Epidural anestezinin, normal doğum sırasında ağrıyı azaltan bir yöntem olduğunu ve birçok kadın için doğum sürecini daha yönetilebilir hale getirdiğini de söyleyen Dr. Öğr. Üyesi Tuğba Yılmaz Esencan, şunları kaydetti:

“Bu da normal doğum oranlarını artırabilecek bir faktördür. Epidural, annenin doğum sürecini daha rahat geçirmesine yardımcı olabilirken, doğum süresini uzatma ve doğumun ikinci aşamasında annenin kontrolünü azaltma gibi bazı dezavantajları da olabilir. Bu yöntem doğru kullanıldığında doğum sırasında annenin rahatlamasına yardımcı olabilir.”
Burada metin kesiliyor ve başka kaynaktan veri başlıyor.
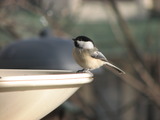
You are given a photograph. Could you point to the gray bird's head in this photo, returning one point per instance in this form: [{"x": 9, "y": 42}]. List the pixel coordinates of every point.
[{"x": 83, "y": 42}]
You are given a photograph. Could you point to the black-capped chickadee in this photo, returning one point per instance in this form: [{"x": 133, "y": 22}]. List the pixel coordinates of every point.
[{"x": 88, "y": 56}]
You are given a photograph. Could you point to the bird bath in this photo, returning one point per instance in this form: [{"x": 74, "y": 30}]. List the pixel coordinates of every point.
[{"x": 32, "y": 94}]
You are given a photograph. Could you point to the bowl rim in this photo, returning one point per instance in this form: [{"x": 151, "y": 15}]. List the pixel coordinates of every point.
[{"x": 61, "y": 78}]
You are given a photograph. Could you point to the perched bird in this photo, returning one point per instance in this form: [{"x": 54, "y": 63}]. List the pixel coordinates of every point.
[{"x": 89, "y": 57}]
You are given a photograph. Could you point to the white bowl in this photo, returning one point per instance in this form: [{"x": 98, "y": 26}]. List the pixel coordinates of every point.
[{"x": 32, "y": 94}]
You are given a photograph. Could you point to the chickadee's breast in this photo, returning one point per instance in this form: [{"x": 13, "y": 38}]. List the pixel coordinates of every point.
[{"x": 84, "y": 59}]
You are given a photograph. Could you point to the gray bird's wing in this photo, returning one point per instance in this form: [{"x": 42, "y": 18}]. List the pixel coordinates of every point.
[{"x": 98, "y": 55}]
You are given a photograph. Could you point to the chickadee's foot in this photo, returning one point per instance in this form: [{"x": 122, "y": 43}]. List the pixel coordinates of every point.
[{"x": 84, "y": 71}]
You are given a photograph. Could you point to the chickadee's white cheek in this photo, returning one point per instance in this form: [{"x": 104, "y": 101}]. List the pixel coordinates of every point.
[{"x": 86, "y": 45}]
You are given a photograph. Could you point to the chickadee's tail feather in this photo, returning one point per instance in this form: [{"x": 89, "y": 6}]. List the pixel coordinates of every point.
[{"x": 114, "y": 67}]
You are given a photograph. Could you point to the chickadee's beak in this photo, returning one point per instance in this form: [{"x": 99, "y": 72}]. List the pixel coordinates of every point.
[{"x": 73, "y": 39}]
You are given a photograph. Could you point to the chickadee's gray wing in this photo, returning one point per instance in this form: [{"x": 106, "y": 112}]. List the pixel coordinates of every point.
[{"x": 98, "y": 55}]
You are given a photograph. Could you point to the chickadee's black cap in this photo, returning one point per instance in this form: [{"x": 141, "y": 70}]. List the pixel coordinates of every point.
[{"x": 82, "y": 38}]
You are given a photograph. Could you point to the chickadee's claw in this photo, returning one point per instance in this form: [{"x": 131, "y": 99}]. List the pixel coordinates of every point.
[{"x": 84, "y": 71}]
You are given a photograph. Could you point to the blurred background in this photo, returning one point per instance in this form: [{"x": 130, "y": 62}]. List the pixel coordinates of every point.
[{"x": 36, "y": 34}]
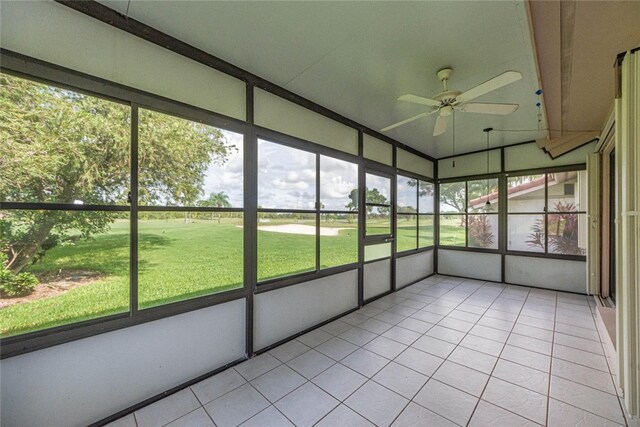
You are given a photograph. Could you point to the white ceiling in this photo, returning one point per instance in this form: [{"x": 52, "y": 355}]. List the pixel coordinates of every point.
[{"x": 356, "y": 58}]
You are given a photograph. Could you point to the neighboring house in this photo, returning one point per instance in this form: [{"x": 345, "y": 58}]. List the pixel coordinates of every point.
[{"x": 528, "y": 197}]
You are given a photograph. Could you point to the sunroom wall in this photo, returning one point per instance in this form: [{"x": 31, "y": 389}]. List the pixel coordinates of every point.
[
  {"x": 520, "y": 269},
  {"x": 74, "y": 383}
]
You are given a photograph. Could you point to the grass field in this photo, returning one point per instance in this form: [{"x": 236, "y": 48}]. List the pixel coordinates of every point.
[{"x": 177, "y": 261}]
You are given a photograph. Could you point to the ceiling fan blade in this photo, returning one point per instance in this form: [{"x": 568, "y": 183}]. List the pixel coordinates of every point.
[
  {"x": 490, "y": 85},
  {"x": 485, "y": 108},
  {"x": 410, "y": 119},
  {"x": 419, "y": 100},
  {"x": 441, "y": 125}
]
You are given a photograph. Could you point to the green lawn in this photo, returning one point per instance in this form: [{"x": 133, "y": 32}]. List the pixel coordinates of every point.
[
  {"x": 451, "y": 232},
  {"x": 177, "y": 261}
]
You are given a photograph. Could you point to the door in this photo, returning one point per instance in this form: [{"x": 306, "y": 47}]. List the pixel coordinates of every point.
[{"x": 379, "y": 232}]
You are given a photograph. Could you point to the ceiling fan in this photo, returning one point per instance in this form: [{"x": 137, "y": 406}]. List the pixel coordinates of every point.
[{"x": 446, "y": 101}]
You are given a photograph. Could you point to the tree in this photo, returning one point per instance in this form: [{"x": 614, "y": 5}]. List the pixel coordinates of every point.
[
  {"x": 65, "y": 147},
  {"x": 480, "y": 233},
  {"x": 562, "y": 226},
  {"x": 216, "y": 200},
  {"x": 374, "y": 196},
  {"x": 353, "y": 200}
]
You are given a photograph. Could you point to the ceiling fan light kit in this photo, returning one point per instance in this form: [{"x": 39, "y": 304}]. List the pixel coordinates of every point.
[{"x": 448, "y": 100}]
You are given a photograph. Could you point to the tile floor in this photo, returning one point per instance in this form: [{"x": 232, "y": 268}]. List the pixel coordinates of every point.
[{"x": 442, "y": 352}]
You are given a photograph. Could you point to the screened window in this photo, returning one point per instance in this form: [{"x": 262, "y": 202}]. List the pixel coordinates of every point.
[
  {"x": 70, "y": 149},
  {"x": 302, "y": 227},
  {"x": 469, "y": 214},
  {"x": 378, "y": 205},
  {"x": 546, "y": 213},
  {"x": 414, "y": 218},
  {"x": 190, "y": 219},
  {"x": 338, "y": 212}
]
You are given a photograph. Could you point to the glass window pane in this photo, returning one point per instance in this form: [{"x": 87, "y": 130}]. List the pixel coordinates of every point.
[
  {"x": 483, "y": 231},
  {"x": 183, "y": 255},
  {"x": 338, "y": 239},
  {"x": 372, "y": 252},
  {"x": 525, "y": 193},
  {"x": 480, "y": 192},
  {"x": 452, "y": 197},
  {"x": 378, "y": 221},
  {"x": 525, "y": 233},
  {"x": 286, "y": 244},
  {"x": 426, "y": 191},
  {"x": 425, "y": 230},
  {"x": 567, "y": 191},
  {"x": 186, "y": 163},
  {"x": 78, "y": 268},
  {"x": 338, "y": 185},
  {"x": 378, "y": 189},
  {"x": 407, "y": 234},
  {"x": 567, "y": 233},
  {"x": 60, "y": 146},
  {"x": 286, "y": 177},
  {"x": 452, "y": 230},
  {"x": 407, "y": 197}
]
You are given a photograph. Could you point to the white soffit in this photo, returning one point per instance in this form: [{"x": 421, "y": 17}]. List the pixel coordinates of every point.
[{"x": 356, "y": 58}]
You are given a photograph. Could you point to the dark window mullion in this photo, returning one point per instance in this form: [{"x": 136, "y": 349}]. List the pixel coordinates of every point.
[
  {"x": 317, "y": 212},
  {"x": 466, "y": 214},
  {"x": 546, "y": 213},
  {"x": 133, "y": 224}
]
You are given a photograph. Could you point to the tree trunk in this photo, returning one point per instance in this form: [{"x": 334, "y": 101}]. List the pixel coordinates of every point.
[{"x": 25, "y": 254}]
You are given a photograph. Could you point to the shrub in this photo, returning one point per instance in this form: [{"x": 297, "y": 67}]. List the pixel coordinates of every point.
[{"x": 13, "y": 285}]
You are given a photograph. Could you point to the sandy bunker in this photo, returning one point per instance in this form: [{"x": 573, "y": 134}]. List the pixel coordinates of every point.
[{"x": 301, "y": 229}]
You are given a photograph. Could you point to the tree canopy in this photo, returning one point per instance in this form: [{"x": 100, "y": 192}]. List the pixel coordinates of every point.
[{"x": 66, "y": 147}]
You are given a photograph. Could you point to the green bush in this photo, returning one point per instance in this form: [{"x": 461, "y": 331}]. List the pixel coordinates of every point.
[{"x": 13, "y": 285}]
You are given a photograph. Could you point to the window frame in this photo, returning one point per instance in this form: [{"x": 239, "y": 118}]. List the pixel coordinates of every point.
[
  {"x": 274, "y": 137},
  {"x": 33, "y": 69},
  {"x": 433, "y": 214},
  {"x": 499, "y": 214},
  {"x": 48, "y": 74},
  {"x": 545, "y": 213}
]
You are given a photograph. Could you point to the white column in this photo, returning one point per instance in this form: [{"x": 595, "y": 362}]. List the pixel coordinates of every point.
[{"x": 627, "y": 231}]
Ebelik hizmetleri neden önemli?

Doğumun doğal sürecinde ebelerin rolünün oldukça önemli olduğunu da dile getiren Dr. Öğr. Üyesi Tuğba Yılmaz Esencan, “Normal doğum oranlarının artması için ebelerin doğumdaki yerini yeniden alması gerekmekte ve ebe ile gebenin daha etkili bir şekilde buluşturulması gerekmektedir. Nitelikli ebelik hizmetlerinin yaygınlaşması, anne adaylarının doğum sırasında ihtiyaç duyduğu sürekli desteği sağlayarak, güvenli ve sağlıklı bir doğum süreci geçirmelerine yardımcı olur. Ebe desteğiyle yapılan doğumlar, doğum sürecini daha doğal ve olumlu hale getiren faktörlerden biridir. Doğum ortamında anneye sağlanan güvenlik, saygı, mahremiyet ve fiziksel-duygusal destek, annenin doğum sürecini daha rahat yönetmesine yardımcı olur ve doğum sonrası iyileşme sürecini hızlandırır. Ebe desteği, doğum sonrası annenin bebekle bağ kurmasını kolaylaştırarak, anneliğe uyum sağlamasına da yardımcı olur.” diye konuştu.

Her doğum kendine özgü…

Kadınların, normal doğumun faydaları konusunda yeterince bilgilendirildiğinde ve doğuma eğitimle bilinçli bir şekilde hazırlandığında, sezaryen doğumun yalnızca tıbbi zorunluluk durumlarında tercih edileceğini anlatan Dr. Öğr. Üyesi Tuğba Yılmaz Esencan, “Gebelik ve doğum, kadın vücudunun doğal bir işlevi olarak değerlendirilmelidir ve tıbbi bir gereklilik olmadığı sürece müdahalelerden kaçınılmalıdır. Doğumun anne ve bebek için sağlıklı bir şekilde tamamlanabilmesi, uygun bir doğum ortamının sağlanmasına, nitelikli ebelik hizmetlerine ve annelerin doğuma bilinçli bir şekilde hazırlanmasına bağlıdır. Sezaryen doğum, bazı durumlarda gerekli olsa da yanlış inanışlardan uzaklaşıp anneye suçluluk yüklemeden, her doğumun kendine özgü olduğunu kabul eden bir yaklaşımla ele alınmalıdır.” şeklinde sözlerini tamamladı.